Irán suspendió de forma temporal el paso de buques petroleros por el estrecho de Ormuz, uno de los corredores energéticos más importantes del mundo, en medio de la escalada tras un ataque de Israel en Líbano, según informó la agencia semioficial Fars.
Sin embargo, horas más tarde, y tras la entrada en vigor de una tregua entre Estados Unidos e Irán, se registró la reanudación del tránsito marítimo en la zona, con el primer buque cruzando el estrecho con autorización iraní.
El sistema de monitoreo MarineTraffic también reportó que los movimientos de embarcaciones volvieron a la normalidad, luego del alto el fuego acordado.
Un punto clave para el comercio mundial
El estrecho de Ormuz es una vía fundamental para el transporte de petróleo a nivel global, por lo que cualquier restricción genera impacto inmediato en los mercados energéticos y la geopolítica internacional.
La decisión inicial de Irán de frenar el paso encendió alarmas, en un contexto ya marcado por la alta tensión en Medio Oriente.
La aclaración de Trump y nuevas amenazas
Minutos después de conocerse la tregua, el presidente Donald Trump aclaró que Líbano no está incluido en el acuerdo de alto el fuego, lo que deja abierta la posibilidad de nuevos focos de conflicto en la región.

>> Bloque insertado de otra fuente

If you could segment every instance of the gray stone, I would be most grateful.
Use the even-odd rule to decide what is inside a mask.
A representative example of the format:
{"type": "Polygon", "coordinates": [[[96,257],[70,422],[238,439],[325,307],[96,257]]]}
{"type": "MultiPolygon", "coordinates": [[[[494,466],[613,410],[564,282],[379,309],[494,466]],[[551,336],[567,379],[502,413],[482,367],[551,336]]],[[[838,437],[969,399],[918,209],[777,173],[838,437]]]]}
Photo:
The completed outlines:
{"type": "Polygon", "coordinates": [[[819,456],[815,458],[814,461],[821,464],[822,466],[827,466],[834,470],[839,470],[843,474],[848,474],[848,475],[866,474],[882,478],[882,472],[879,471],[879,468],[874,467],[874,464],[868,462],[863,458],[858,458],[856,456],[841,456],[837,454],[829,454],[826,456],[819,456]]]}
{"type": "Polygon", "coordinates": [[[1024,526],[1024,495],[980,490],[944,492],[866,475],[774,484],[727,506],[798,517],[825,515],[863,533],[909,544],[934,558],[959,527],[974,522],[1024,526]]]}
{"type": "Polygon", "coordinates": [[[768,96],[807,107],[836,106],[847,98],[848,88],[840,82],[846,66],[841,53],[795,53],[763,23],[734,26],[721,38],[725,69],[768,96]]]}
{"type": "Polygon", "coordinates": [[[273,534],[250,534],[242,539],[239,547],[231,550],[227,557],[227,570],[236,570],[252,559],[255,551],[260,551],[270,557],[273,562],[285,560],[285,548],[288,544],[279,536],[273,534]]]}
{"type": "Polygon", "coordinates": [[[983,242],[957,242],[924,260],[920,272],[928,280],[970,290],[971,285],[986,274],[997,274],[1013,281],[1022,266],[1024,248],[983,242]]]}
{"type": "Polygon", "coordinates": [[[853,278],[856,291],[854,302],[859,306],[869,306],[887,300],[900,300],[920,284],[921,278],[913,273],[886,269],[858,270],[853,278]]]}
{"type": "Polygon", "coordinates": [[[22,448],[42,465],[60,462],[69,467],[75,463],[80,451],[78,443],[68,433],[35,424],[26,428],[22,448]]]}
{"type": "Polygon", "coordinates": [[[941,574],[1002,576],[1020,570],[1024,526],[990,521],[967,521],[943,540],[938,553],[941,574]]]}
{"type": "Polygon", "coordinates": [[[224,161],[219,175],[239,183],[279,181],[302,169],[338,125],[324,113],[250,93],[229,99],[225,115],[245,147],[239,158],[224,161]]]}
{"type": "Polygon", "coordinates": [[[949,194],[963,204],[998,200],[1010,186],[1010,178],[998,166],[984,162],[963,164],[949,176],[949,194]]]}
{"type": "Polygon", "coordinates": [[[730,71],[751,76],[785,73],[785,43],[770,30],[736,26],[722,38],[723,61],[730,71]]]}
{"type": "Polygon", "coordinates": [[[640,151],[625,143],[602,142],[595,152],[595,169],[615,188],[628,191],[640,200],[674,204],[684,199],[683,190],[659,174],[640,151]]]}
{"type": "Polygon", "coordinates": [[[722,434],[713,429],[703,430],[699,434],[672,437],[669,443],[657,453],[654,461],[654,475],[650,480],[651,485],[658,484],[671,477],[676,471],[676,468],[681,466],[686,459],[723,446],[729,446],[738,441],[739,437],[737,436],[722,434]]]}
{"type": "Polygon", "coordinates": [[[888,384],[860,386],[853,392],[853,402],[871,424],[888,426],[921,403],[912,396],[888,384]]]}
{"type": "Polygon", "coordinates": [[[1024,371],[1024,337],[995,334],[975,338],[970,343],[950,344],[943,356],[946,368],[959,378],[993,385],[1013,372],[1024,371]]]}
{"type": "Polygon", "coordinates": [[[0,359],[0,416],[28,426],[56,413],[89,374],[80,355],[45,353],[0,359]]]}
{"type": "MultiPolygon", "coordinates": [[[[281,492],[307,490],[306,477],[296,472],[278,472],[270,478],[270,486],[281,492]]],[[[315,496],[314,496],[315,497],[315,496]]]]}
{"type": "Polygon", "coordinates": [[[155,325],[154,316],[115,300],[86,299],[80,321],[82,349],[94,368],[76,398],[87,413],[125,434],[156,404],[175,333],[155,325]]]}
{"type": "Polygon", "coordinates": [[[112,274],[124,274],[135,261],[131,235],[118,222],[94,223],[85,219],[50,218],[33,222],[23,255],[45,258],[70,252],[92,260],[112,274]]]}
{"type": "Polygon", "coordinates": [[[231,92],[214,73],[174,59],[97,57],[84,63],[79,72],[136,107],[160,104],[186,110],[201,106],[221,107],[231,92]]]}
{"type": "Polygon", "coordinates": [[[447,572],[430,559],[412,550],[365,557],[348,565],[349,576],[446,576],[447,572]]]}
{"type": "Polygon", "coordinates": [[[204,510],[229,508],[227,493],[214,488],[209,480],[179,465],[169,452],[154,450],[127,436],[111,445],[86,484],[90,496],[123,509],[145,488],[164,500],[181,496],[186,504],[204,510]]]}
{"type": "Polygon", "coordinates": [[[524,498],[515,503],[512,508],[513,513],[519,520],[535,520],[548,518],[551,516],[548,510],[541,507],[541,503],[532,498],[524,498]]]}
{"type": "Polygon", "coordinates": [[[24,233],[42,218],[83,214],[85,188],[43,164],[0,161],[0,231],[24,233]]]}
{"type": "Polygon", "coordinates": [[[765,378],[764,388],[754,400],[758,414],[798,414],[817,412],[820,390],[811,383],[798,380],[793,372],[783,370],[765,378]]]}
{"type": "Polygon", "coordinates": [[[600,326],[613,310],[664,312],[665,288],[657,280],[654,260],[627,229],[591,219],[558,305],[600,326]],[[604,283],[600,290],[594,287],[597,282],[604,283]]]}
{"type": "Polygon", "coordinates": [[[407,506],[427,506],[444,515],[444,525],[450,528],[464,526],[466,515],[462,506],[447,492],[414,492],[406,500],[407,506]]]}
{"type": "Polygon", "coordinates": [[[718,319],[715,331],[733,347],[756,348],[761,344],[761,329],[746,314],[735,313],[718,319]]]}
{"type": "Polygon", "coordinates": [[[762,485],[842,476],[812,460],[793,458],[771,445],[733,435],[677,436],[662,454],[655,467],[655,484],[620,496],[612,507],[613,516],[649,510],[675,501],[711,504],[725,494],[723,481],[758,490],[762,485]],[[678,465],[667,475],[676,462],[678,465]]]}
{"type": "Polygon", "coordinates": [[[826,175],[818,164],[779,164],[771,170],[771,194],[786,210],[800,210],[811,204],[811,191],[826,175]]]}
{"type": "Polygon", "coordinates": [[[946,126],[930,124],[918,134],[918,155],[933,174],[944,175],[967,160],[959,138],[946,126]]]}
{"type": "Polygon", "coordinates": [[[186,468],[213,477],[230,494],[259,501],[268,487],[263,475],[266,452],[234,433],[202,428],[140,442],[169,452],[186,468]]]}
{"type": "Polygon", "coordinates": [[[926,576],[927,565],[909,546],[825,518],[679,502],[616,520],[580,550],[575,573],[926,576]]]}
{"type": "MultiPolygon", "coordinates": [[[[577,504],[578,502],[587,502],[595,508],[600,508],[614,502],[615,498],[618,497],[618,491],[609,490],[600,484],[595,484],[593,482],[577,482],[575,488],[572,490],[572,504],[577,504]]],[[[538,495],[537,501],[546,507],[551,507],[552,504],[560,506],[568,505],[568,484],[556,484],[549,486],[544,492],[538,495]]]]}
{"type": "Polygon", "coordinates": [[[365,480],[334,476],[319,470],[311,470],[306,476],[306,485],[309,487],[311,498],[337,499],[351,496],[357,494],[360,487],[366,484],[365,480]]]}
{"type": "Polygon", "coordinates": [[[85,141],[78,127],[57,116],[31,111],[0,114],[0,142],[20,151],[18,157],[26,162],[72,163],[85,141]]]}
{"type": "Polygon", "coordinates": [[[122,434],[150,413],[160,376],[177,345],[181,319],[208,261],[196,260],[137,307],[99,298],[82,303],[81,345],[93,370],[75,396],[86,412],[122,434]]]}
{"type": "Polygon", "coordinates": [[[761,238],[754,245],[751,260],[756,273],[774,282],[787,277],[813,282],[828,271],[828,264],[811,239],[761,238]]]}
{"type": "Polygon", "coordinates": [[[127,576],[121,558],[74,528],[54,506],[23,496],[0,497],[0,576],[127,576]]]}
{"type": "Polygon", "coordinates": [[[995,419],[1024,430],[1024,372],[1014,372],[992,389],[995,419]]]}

En esa línea, el secretario de Defensa de Estados Unidos, Pete Hegseth, aseguró que las fuerzas armadas estaban preparadas para atacar infraestructura clave en Irán, incluyendo puentes, centrales eléctricas y sistemas energéticos.
Según explicó, la amenaza de una escalada mayor —que incluía la posibilidad de afectar la capacidad energética iraní— fue determinante para avanzar en el acuerdo.
Un escenario aún inestable
Pese a la reanudación del tránsito marítimo, la situación continúa siendo altamente volátil, con tensiones abiertas y declaraciones cruzadas entre los principales actores.
La región sigue bajo una fuerte incertidumbre, mientras la comunidad internacional observa con atención cualquier movimiento que pueda volver a impactar en el suministro energético global y la estabilidad geopolítica.